Shannon Airport already has the solution to all of these problems with their advanced scanners guys. Stone age airports like Dublin need to move with the times.
Even Kerry airport has the same scanners
Auld wans in airports. Could be a lot more efficient
I tentatively floated an idea years ago to help expedite this archaic procedure involving the wrapping of Christmas presents.
You simply manufacture rolls of tinfoil (cc Tipp folk) in festive colours with simulations of holly and all that guff on it.
You then grip the present and roll it up in the foil, crunch it tightly and scrawl the recipient on it. It eliminates paper, cellotape, twine, measurement and associated bollocksology.
It can then be recycled for wrapping uneaten turkey legs and general uses.
Peffect gift for tipp supporters. Roll out for the championship in the summer. Ise the last durimg the club championship prior to Christmas. Rinse and repeat
We’re too mean to buy presents in the first place
Ive friends who are from tipp, we had a shoebox appeal in work for the poor children in tipp, no weapons or cork jerseys it might upset them (i wouldnt waste a limerick jersey but i am in exile in a forgien country).

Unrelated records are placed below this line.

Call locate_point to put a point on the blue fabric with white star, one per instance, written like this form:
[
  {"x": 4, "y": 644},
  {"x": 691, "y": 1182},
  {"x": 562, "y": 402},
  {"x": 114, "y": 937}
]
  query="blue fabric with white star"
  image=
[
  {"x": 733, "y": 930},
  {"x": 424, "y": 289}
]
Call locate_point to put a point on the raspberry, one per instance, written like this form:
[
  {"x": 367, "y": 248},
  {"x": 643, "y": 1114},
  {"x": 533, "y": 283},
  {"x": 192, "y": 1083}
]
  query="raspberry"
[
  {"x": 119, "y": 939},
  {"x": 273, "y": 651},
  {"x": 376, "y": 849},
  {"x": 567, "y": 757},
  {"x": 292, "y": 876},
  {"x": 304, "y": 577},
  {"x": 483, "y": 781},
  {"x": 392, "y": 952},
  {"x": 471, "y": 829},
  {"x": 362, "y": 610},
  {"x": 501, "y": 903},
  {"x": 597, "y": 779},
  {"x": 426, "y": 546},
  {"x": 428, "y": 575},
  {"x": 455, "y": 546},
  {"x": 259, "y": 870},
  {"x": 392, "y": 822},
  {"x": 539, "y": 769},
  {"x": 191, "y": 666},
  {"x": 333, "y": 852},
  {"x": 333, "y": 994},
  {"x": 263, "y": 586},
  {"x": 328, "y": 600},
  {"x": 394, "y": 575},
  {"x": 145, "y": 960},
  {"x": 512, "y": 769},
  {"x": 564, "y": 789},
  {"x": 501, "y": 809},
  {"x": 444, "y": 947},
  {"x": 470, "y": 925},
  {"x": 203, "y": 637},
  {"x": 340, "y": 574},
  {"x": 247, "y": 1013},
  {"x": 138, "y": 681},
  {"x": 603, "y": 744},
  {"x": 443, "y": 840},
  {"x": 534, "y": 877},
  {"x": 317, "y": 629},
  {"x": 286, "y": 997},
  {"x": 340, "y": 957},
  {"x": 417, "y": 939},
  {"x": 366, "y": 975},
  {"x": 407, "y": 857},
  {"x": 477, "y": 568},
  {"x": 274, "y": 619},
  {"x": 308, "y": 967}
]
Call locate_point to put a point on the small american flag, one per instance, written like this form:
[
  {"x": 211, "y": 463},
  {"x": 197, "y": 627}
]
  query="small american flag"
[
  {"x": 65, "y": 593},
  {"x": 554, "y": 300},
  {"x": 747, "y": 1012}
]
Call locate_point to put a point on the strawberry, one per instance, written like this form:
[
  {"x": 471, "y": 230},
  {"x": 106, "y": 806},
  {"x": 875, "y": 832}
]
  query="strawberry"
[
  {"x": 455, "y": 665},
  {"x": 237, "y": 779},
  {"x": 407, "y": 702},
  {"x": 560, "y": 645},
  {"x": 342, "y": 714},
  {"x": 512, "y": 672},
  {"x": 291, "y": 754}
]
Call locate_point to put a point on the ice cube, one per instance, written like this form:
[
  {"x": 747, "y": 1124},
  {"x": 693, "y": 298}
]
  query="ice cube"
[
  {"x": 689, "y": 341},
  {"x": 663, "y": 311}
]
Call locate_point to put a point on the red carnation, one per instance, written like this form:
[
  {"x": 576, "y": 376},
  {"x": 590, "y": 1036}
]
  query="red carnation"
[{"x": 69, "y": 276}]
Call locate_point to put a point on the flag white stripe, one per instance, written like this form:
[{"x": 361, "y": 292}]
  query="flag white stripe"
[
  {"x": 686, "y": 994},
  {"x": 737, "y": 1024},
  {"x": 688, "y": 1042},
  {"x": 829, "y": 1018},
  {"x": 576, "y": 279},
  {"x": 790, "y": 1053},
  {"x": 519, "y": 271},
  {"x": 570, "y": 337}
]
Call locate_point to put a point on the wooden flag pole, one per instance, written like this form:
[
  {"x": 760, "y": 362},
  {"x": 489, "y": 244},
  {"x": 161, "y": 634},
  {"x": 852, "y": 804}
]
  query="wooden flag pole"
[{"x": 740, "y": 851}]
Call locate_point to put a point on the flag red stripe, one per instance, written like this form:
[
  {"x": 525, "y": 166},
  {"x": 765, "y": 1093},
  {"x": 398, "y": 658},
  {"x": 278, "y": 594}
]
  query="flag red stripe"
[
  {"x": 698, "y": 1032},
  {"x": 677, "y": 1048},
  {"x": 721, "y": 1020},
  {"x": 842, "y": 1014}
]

We all were signing along to bono and geldof, do they know its christmas in tipp
Bike washing - to further the car washing discussion. @Little_Lord_Fauntleroy if you want we can go 50/50, you have a deep knowledge of the market and potential customers. We can throw up some solar panels fornthe powerwashers and recirculate the water. Be eco friendly and carbon neutral
I’ve a hape of nice (very dilapidated) old stone buildings, a pure spring water well and no money to invest in bottling plants, pods, breweries or distilleries. I suppose i may stick at the beef farming…unless @Little_Lord_Fauntleroy knows any angel investors?

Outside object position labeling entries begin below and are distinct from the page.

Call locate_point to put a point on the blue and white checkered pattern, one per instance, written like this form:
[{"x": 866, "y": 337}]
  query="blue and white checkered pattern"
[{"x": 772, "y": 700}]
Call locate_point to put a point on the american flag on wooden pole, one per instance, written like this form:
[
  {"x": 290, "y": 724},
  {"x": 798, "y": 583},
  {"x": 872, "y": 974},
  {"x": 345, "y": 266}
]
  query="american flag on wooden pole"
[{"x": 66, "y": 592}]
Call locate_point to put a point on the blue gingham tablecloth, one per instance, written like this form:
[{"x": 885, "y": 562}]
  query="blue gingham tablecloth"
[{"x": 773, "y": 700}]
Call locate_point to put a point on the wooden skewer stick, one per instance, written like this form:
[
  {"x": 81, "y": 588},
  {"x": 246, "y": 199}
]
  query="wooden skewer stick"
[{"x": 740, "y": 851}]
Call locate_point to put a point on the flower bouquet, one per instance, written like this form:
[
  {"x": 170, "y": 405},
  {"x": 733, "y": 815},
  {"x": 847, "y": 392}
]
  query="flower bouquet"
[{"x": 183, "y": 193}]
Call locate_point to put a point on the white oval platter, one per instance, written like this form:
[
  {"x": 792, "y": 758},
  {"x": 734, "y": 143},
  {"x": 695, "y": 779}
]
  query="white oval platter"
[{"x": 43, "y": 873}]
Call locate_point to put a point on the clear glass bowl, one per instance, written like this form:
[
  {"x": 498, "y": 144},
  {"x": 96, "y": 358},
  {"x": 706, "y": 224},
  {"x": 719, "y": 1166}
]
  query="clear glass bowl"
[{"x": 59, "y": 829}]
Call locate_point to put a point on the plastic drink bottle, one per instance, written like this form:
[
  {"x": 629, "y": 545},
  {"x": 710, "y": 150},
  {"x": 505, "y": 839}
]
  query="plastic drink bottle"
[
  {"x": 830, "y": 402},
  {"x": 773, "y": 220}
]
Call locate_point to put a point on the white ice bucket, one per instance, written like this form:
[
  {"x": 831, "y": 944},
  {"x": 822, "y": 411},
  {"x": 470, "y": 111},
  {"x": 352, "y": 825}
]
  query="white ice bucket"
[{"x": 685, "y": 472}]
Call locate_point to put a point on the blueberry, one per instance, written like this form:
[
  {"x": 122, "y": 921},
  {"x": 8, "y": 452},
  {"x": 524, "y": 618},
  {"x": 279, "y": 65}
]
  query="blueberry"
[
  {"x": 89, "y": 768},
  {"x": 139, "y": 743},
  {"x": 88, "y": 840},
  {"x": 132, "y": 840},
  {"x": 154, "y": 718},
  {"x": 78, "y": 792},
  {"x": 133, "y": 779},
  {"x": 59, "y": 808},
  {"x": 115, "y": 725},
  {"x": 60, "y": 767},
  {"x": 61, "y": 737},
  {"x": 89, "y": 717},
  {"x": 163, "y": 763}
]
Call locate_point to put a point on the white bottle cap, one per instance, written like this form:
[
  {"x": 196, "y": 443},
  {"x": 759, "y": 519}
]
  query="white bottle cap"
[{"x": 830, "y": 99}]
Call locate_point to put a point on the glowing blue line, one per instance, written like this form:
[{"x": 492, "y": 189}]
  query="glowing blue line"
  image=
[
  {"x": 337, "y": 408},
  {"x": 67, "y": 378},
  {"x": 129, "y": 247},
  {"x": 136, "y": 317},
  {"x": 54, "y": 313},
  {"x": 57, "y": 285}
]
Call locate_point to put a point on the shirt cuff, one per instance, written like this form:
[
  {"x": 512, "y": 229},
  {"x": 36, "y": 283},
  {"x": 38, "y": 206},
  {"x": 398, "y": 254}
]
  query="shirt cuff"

Apply for those renovation grants and set up a dirty weekend away chalet(s). Youd make a killing
Thats what this crowd basically have done
Vape advent calenders. Might be too late to hit the shelves in time. Must get started for 2024
12 Haze of Christmas.
You can have that one for free
You wouldn’t sell too many 12 day advent calendars.
14 minute cities.
What if somebody comes up with a 13 minutes city?
Nobody’s comin’ up with 13. Where could you even get in 13 minutes?
Step into my office
Why?
Cause your fucking fired
- Hitchhiker : You heard of this thing, the 8-Minute Abs?

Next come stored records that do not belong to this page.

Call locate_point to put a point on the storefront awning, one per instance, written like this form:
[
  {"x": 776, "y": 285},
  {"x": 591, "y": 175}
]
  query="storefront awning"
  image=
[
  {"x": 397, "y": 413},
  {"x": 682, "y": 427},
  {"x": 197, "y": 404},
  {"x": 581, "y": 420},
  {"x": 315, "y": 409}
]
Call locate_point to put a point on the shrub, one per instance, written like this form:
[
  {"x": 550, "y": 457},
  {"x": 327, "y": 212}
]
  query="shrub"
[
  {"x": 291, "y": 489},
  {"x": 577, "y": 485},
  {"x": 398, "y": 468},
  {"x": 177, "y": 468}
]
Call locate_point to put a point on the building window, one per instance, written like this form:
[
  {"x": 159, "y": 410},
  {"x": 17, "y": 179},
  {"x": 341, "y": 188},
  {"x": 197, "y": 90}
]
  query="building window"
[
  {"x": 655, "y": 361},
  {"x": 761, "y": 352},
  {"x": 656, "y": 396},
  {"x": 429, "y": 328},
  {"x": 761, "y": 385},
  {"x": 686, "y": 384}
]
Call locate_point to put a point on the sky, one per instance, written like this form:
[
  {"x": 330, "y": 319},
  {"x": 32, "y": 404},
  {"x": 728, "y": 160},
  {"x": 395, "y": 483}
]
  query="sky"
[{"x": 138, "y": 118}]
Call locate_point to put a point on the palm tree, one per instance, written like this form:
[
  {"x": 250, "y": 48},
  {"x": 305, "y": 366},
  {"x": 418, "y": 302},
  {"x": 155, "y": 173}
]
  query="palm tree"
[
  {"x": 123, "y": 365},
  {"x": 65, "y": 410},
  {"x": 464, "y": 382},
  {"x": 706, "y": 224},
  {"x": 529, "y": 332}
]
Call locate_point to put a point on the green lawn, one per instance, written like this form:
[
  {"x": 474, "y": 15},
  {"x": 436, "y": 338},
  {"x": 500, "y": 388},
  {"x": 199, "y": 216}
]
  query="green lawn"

Ted : Yeah, sure, 8-Minute Abs. Yeah, the excercise video.
Hitchhiker : Yeah, this is going to blow that right out of the water. Listen to this: 7… Minute… Abs.
Ted : Right. Yes. OK, all right. I see where you’re going.
Hitchhiker : Think about it. You walk into a video store, you see 8-Minute Abs sittin’ there, there’s 7-Minute Abs right beside it. Which one are you gonna pick, man?
Ted : I would go for the 7.
Hitchhiker : Bingo, man, bingo. 7-Minute Abs. And we guarantee just as good a workout as the 8-minute folk.
Ted : You guarantee it? That’s - how do you do that?
Hitchhiker : If you’re not happy with the first 7 minutes, we’re gonna send you the extra minute free. You see? That’s it. That’s our motto. That’s where we’re comin’ from. That’s from “A” to “B”.
Ted : That’s right. That’s - that’s good. That’s good. Unless, of course, somebody comes up with 6-Minute Abs. Then you’re in trouble, huh?
[Hitchhiker convulses]
Hitchhiker : No! No, no, not 6! I said 7. Nobody’s comin’ up with 6. Who works out in 6 minutes? You won’t even get your heart goin, not even a mouse on a wheel.
Ted : That - good point.
Hitchhiker : 7’s the key number here. Think about it. 7-Elevens. 7 dwarves. 7, man, that’s the number. 7 chipmunks twirlin’ on a branch, eatin’ lots of sunflowers on my uncle’s ranch. You know that old children’s tale from the sea. It’s like you’re dreamin’ about Gorgonzola cheese when it’s clearly Brie time, baby. Step into my office.
Ted : Why?
Hitchhiker : ‘Cause you’re fuckin’ fired!